I’m sure at this point someone will point out that there’s some inbuilt R command that does this already, but I found this useful in developing my understanding of what multiple linear regression is doing. As a final example, let’s simulate a much more complicated situation with $6$ covariates.
#Make up a correlation struture
nVar=6
ss = matrix(rnorm((nVar+1)**2,sd=1),nrow=nVar+1,ncol=nVar+1)
#Make it positive-definite
ss = ss %*% t(ss)
#Make data
dat = mvrnorm(1000,mu=rep(0,nVar+1),Sigma=ss)
y = dat[,1]
dat = dat[,-1]
dat = lapply(seq(nVar),function(e) dat[,e])
names(dat) = paste0('x',seq(nVar))
visLinReg(y,dat)
This will obviously be different every time you run it, but here is an example.
From which you can see that the coefficient of $x_5$ is driven more by the contribution from $\text{cov}(y,x_1) * \text{cov}(x_1,x_5)$ than the covariance of $y$ with $x_5$. Worse still is $\beta_4$, where the sign of the coefficient is different from what you would intuit if you just considered $\text{cov}(y,x_4)$.
Conclusion
Having gone through all that, I’m not sure I’m really all that much closer to having a reliable intuition for how to interpret linear regression coefficients.
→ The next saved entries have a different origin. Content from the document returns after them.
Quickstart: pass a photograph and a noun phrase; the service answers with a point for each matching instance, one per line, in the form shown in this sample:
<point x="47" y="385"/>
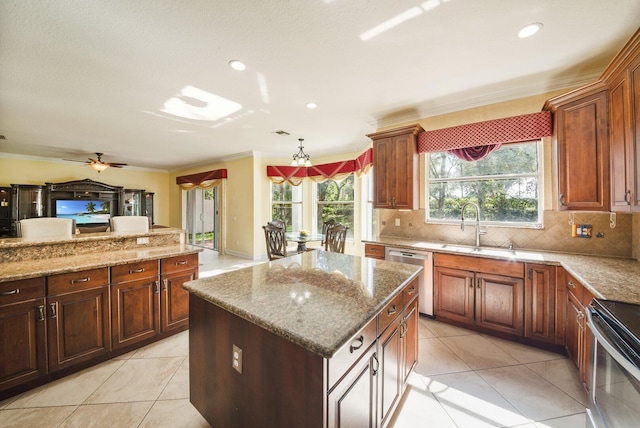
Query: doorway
<point x="202" y="218"/>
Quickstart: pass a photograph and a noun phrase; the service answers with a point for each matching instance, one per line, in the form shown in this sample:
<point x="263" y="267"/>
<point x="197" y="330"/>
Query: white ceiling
<point x="78" y="77"/>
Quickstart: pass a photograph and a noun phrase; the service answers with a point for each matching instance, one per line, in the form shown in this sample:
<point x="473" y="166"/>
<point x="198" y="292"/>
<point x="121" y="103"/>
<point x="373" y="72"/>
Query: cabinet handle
<point x="53" y="313"/>
<point x="392" y="310"/>
<point x="375" y="358"/>
<point x="358" y="346"/>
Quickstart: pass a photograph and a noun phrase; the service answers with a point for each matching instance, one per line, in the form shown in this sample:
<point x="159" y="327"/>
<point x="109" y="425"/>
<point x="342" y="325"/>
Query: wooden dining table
<point x="303" y="239"/>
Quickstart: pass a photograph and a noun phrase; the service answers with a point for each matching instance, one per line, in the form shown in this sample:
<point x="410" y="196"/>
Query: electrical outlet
<point x="236" y="359"/>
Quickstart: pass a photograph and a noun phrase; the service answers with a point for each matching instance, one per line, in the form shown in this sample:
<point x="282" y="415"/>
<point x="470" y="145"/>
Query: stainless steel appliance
<point x="421" y="258"/>
<point x="614" y="378"/>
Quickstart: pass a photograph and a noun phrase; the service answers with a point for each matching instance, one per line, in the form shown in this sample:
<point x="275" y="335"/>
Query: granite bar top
<point x="12" y="271"/>
<point x="317" y="300"/>
<point x="608" y="278"/>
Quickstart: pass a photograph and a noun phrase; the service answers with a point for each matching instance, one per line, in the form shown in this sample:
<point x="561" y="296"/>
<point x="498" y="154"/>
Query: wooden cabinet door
<point x="409" y="337"/>
<point x="352" y="403"/>
<point x="453" y="294"/>
<point x="135" y="311"/>
<point x="500" y="303"/>
<point x="22" y="348"/>
<point x="78" y="327"/>
<point x="174" y="301"/>
<point x="621" y="146"/>
<point x="583" y="153"/>
<point x="390" y="373"/>
<point x="540" y="303"/>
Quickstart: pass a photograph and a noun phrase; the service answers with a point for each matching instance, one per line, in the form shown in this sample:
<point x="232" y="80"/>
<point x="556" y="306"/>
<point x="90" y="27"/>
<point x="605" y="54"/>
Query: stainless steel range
<point x="614" y="395"/>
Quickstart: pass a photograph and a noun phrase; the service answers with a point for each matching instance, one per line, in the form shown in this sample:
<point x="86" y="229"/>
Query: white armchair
<point x="123" y="223"/>
<point x="46" y="227"/>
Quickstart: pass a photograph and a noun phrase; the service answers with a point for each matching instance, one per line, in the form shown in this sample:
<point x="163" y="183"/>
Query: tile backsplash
<point x="620" y="241"/>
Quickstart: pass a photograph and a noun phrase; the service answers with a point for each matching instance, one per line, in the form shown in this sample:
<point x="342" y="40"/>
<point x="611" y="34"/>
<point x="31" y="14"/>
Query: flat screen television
<point x="84" y="211"/>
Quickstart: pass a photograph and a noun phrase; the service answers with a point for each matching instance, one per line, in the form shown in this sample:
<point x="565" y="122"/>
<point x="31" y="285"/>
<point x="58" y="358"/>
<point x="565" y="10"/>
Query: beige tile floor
<point x="463" y="379"/>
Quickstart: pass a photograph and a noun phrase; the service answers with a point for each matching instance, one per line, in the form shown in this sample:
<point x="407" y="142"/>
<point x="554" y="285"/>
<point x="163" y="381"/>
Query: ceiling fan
<point x="100" y="165"/>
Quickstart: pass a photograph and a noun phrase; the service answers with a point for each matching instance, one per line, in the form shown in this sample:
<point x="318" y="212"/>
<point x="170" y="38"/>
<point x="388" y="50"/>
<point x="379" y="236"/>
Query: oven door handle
<point x="611" y="348"/>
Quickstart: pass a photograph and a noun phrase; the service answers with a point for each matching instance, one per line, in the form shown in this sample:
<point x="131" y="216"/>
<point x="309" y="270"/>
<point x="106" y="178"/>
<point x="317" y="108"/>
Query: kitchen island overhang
<point x="291" y="319"/>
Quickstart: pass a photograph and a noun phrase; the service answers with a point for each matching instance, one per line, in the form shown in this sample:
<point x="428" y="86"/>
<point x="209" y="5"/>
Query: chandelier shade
<point x="301" y="158"/>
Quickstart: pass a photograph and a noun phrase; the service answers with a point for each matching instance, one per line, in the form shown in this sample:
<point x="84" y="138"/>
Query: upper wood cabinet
<point x="582" y="138"/>
<point x="623" y="79"/>
<point x="396" y="162"/>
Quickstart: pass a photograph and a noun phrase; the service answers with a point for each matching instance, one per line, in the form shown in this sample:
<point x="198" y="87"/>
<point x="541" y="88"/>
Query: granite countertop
<point x="33" y="268"/>
<point x="81" y="237"/>
<point x="317" y="300"/>
<point x="608" y="278"/>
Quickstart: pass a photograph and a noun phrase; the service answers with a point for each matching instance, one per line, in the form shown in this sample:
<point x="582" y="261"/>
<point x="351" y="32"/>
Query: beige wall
<point x="39" y="172"/>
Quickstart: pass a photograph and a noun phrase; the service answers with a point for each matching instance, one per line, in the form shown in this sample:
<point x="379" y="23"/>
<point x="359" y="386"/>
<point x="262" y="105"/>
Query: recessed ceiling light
<point x="237" y="65"/>
<point x="529" y="30"/>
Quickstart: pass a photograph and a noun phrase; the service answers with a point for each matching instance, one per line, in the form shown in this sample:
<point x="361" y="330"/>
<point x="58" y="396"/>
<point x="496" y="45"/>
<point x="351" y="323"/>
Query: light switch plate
<point x="236" y="359"/>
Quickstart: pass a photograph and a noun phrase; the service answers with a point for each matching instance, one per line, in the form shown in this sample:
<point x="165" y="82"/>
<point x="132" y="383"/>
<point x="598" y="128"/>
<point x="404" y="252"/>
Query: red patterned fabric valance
<point x="322" y="172"/>
<point x="514" y="129"/>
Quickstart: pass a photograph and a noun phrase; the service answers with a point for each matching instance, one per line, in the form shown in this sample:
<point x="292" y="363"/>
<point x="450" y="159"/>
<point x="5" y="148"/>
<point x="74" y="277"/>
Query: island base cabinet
<point x="352" y="402"/>
<point x="274" y="371"/>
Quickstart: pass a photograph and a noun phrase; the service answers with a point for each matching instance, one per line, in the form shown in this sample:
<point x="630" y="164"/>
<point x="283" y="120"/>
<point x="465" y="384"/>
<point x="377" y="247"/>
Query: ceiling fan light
<point x="98" y="166"/>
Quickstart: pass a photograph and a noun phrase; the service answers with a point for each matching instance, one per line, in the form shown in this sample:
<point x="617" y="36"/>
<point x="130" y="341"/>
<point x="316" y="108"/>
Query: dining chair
<point x="325" y="227"/>
<point x="276" y="241"/>
<point x="335" y="238"/>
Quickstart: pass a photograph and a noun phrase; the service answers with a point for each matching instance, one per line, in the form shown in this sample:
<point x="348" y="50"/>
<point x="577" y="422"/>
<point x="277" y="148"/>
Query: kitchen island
<point x="318" y="339"/>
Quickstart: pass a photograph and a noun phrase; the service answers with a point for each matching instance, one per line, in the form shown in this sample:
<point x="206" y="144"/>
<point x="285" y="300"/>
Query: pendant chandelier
<point x="301" y="158"/>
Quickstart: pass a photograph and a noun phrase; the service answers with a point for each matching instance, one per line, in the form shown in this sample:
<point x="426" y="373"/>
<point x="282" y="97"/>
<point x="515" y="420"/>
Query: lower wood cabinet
<point x="53" y="323"/>
<point x="77" y="312"/>
<point x="135" y="303"/>
<point x="490" y="301"/>
<point x="22" y="328"/>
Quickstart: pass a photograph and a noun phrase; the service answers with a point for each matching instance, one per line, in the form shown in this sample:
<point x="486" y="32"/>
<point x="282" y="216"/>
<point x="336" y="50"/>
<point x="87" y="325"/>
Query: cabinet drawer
<point x="178" y="263"/>
<point x="480" y="264"/>
<point x="350" y="353"/>
<point x="74" y="281"/>
<point x="19" y="291"/>
<point x="410" y="292"/>
<point x="134" y="271"/>
<point x="389" y="313"/>
<point x="374" y="251"/>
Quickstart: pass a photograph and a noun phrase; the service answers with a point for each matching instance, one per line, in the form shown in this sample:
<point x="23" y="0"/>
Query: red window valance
<point x="205" y="179"/>
<point x="514" y="129"/>
<point x="322" y="172"/>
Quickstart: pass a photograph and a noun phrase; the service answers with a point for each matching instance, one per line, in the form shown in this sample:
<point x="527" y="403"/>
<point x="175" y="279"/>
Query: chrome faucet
<point x="478" y="230"/>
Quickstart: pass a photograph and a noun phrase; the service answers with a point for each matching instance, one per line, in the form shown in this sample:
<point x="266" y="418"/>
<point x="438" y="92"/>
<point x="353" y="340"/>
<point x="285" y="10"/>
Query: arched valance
<point x="322" y="172"/>
<point x="514" y="129"/>
<point x="204" y="180"/>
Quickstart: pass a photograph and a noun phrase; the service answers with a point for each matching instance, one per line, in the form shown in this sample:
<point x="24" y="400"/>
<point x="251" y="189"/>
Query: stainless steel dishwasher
<point x="421" y="258"/>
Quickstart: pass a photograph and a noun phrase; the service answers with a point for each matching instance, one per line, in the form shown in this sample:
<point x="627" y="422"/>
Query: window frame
<point x="510" y="224"/>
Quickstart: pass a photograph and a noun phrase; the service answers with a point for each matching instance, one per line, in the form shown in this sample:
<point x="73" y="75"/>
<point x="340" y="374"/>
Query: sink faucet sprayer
<point x="478" y="230"/>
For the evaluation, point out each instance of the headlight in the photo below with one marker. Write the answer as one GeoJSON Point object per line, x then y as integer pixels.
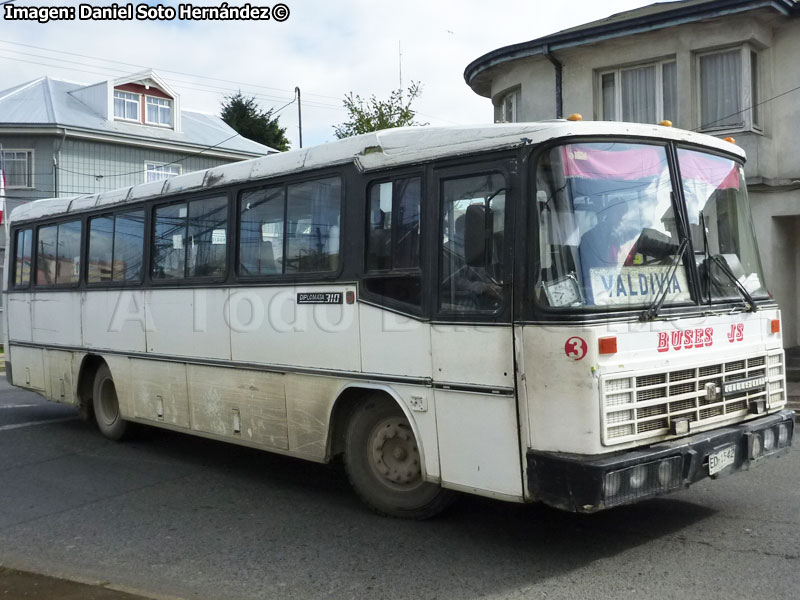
{"type": "Point", "coordinates": [783, 434]}
{"type": "Point", "coordinates": [769, 440]}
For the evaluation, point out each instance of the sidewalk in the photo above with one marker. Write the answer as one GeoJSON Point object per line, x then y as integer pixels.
{"type": "Point", "coordinates": [19, 584]}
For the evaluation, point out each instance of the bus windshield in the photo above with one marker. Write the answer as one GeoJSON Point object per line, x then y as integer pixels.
{"type": "Point", "coordinates": [609, 236]}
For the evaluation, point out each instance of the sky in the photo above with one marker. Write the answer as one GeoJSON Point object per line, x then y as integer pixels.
{"type": "Point", "coordinates": [325, 48]}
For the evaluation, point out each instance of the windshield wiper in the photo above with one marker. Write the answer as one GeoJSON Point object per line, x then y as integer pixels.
{"type": "Point", "coordinates": [750, 303]}
{"type": "Point", "coordinates": [652, 310]}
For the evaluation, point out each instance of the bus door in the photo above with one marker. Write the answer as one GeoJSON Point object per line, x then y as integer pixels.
{"type": "Point", "coordinates": [471, 334]}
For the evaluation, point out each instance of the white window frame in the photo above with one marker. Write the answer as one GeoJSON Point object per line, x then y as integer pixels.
{"type": "Point", "coordinates": [138, 102]}
{"type": "Point", "coordinates": [158, 167]}
{"type": "Point", "coordinates": [746, 93]}
{"type": "Point", "coordinates": [514, 97]}
{"type": "Point", "coordinates": [617, 72]}
{"type": "Point", "coordinates": [157, 103]}
{"type": "Point", "coordinates": [29, 168]}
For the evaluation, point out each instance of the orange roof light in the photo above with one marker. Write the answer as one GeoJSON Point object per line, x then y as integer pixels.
{"type": "Point", "coordinates": [608, 345]}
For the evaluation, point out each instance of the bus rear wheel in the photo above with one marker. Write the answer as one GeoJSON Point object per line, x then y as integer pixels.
{"type": "Point", "coordinates": [106, 406]}
{"type": "Point", "coordinates": [383, 463]}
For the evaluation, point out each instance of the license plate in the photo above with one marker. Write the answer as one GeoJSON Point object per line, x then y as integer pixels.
{"type": "Point", "coordinates": [720, 459]}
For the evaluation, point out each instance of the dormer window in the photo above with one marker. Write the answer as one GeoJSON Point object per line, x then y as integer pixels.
{"type": "Point", "coordinates": [158, 111]}
{"type": "Point", "coordinates": [126, 106]}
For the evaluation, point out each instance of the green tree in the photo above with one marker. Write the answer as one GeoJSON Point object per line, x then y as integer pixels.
{"type": "Point", "coordinates": [248, 120]}
{"type": "Point", "coordinates": [373, 114]}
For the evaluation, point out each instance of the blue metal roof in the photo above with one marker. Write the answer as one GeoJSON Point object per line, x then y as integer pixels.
{"type": "Point", "coordinates": [48, 102]}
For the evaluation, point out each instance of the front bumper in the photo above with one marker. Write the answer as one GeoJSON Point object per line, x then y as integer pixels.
{"type": "Point", "coordinates": [590, 484]}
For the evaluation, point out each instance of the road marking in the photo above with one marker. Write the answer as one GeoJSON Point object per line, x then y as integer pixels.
{"type": "Point", "coordinates": [32, 423]}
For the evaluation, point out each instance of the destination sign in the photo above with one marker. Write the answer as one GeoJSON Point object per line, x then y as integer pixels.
{"type": "Point", "coordinates": [638, 285]}
{"type": "Point", "coordinates": [319, 298]}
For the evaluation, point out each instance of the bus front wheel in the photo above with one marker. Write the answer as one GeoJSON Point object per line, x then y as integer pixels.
{"type": "Point", "coordinates": [383, 463]}
{"type": "Point", "coordinates": [106, 406]}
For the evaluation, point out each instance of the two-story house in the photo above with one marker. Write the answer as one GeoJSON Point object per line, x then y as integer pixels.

There are some simple cases, where it’s clear what the intuition is. If all covariates (the $x_i$s) are uncorrelated, the regression coefficient $\beta_i$ is closely related to the corelation between $y$ and $x_i$.
But in general, it is essential that we understand how covariates relate to one another (the covariance matrix) and their partial correlation (the inverse covariance matrix). It is easy to construct cases where the linear regression coefficient for $x_i$ is driven not by the correlation between $y$ and $x_i$, but by the relationship between $y$ and $x_j$ together with a correlation between $x_i$ and $x_j$.
I guess the upshot of all this, beyond some fairly clear intuition about how to interpret simple linear regression with one variable, is to always inspect the covariance and inverse covariance matricies. This will at least ground the interpretation of coefficients in how much connection there is between the $x_i$s. The above code will give a quick visualisation of this, but you could also just print the things in R, or I’m sure there are other functions/packages around.